- Sinus rhythm, rate 73/min
- Normal PR interval
- Left Axis Deviation (Left Anterior Fascicular Block (LAFB))
- Normal QRS complexes
- T wave inversion in leads I and aVL
The left axis deviation indicates a conduction defect in the anterior fascicle of the left bundle branch – Left Anterior Fascicular Block (LAFB). This is due to fibrosis, almost certainly the result of long-standing hypertension.
The T wave inversion in the lateral leads (I and aVL) probably indicates left ventricular hypertrophy (strain pattern), although the QRS complex in lead V6 is not unusually tall and the ‘voltage criteria’ for left ventricular hypertrophy are not met.
What to do?
This man clearly has ‘target organ’ (heart) damage as the result of his hypertension.

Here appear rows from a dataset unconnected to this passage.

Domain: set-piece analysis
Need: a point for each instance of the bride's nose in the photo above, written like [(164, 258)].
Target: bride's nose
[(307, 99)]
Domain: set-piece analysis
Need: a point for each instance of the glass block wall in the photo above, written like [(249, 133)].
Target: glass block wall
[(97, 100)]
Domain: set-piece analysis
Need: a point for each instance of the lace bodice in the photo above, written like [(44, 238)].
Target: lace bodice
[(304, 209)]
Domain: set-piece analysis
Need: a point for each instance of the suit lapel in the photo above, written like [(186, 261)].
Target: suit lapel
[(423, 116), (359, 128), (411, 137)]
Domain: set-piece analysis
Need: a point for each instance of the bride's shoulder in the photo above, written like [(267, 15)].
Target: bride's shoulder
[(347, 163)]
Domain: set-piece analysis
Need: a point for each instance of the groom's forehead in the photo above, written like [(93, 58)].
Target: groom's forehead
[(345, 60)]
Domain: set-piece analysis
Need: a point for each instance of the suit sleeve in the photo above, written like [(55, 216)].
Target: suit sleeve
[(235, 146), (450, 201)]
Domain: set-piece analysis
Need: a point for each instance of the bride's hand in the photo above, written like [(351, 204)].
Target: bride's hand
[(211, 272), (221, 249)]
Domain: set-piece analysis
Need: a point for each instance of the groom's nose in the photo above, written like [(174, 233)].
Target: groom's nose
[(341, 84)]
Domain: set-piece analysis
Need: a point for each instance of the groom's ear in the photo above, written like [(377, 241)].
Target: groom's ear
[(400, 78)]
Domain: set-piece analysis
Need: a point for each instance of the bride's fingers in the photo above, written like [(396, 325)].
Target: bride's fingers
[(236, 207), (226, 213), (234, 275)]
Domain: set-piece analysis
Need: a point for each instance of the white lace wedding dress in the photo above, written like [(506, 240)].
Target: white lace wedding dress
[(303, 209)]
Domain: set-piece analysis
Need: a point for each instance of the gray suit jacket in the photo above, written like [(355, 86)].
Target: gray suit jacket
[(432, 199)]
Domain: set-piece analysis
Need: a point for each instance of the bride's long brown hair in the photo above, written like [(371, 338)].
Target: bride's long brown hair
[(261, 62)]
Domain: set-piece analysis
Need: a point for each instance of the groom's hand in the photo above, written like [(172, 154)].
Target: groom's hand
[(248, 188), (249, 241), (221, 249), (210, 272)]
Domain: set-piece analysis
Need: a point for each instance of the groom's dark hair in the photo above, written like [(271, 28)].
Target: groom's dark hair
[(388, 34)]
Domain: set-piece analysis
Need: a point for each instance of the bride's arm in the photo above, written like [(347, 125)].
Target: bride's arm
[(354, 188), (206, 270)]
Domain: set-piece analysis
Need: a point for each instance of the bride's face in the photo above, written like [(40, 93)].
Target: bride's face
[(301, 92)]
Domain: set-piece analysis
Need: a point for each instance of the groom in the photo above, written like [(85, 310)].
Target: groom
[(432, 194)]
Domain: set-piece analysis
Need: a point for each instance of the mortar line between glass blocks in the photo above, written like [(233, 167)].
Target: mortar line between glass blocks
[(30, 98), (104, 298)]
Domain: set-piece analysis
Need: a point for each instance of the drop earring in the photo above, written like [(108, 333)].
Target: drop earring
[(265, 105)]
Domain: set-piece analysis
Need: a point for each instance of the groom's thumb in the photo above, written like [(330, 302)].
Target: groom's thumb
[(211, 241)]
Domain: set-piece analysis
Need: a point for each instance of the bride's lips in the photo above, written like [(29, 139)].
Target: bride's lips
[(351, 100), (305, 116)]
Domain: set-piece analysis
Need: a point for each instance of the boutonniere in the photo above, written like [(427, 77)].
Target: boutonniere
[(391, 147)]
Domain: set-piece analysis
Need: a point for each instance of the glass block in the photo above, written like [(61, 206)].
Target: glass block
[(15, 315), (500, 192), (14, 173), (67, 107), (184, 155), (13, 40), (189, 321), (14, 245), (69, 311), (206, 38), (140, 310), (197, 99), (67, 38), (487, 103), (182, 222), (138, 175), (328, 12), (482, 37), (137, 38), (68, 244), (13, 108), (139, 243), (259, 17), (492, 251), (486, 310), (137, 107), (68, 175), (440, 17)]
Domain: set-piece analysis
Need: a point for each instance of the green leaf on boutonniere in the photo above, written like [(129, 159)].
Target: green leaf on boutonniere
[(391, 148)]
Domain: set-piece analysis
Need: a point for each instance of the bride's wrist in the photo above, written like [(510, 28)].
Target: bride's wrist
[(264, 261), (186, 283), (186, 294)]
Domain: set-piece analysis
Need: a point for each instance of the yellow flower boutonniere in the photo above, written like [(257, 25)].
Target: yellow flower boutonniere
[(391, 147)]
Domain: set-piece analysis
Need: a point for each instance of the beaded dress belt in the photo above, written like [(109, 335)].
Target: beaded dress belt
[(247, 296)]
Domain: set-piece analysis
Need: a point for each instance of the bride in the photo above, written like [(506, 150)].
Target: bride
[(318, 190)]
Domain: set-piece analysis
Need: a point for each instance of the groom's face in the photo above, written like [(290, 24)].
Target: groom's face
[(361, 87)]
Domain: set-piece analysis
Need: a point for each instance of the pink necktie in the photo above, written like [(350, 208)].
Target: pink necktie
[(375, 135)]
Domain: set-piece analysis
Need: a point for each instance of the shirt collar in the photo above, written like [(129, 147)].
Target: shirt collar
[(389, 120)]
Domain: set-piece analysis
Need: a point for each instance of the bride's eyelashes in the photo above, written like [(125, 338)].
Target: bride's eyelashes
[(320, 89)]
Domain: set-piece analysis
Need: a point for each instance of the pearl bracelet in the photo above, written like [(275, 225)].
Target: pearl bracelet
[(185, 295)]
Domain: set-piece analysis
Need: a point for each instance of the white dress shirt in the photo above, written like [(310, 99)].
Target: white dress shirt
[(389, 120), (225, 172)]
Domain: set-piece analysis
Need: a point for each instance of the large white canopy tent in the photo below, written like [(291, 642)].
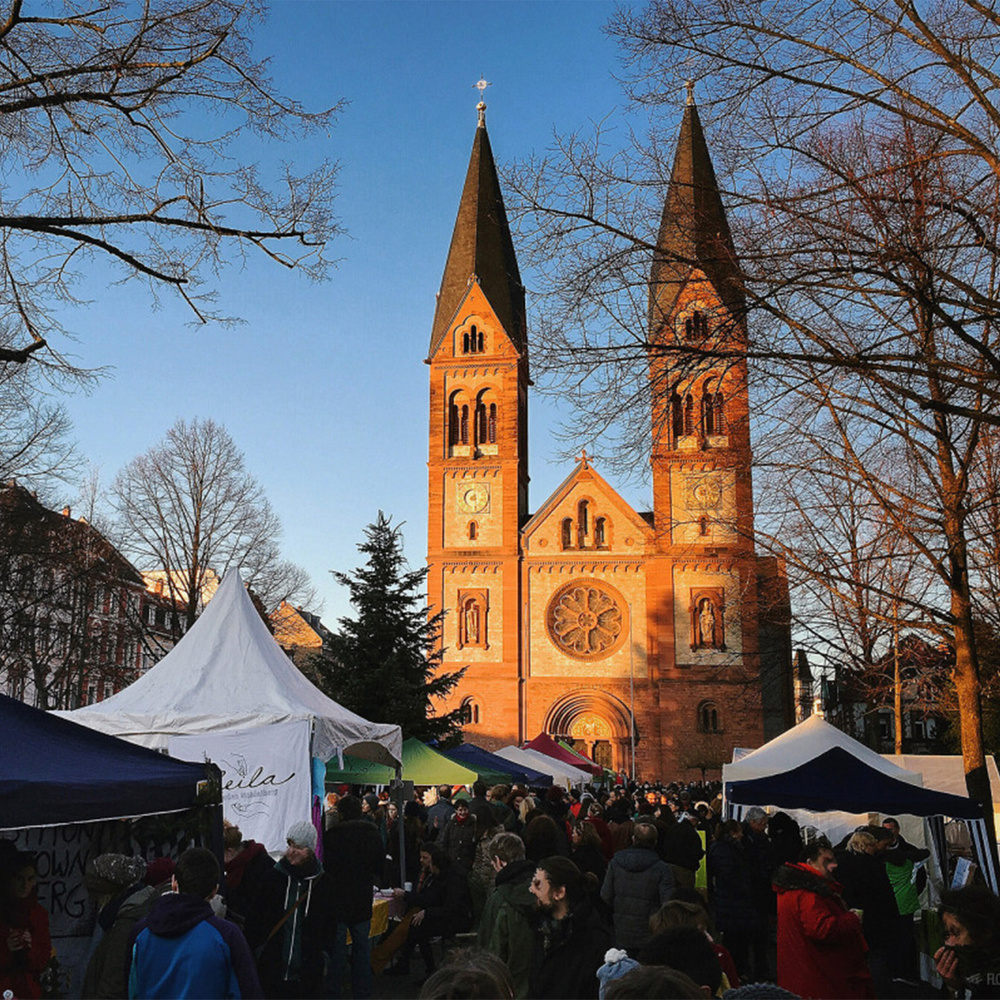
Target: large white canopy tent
[(815, 768), (562, 774), (228, 673)]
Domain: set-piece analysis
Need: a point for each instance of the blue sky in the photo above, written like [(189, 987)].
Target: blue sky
[(323, 386)]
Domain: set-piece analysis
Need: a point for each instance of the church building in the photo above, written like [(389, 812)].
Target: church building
[(653, 640)]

An echocardiogram should be recorded to assess his left ventricular thickness and function, because the prognosis is worse if there is left ventricular hypertrophy or if there is any reduction in function.
The presence of other risk factors, such as diabetes and hypercholesterolaemia, must be checked and, if necessary, treated. If there is any suggestion of angina, an exercise test should be performed, but if he really is completely asymptomatic this is probably not essential.
Careful control of his blood pressure is the key to management, and since there is evidence of cardiac damage, an angiotensin-converting enzyme inhibitor should be the basis of treatment.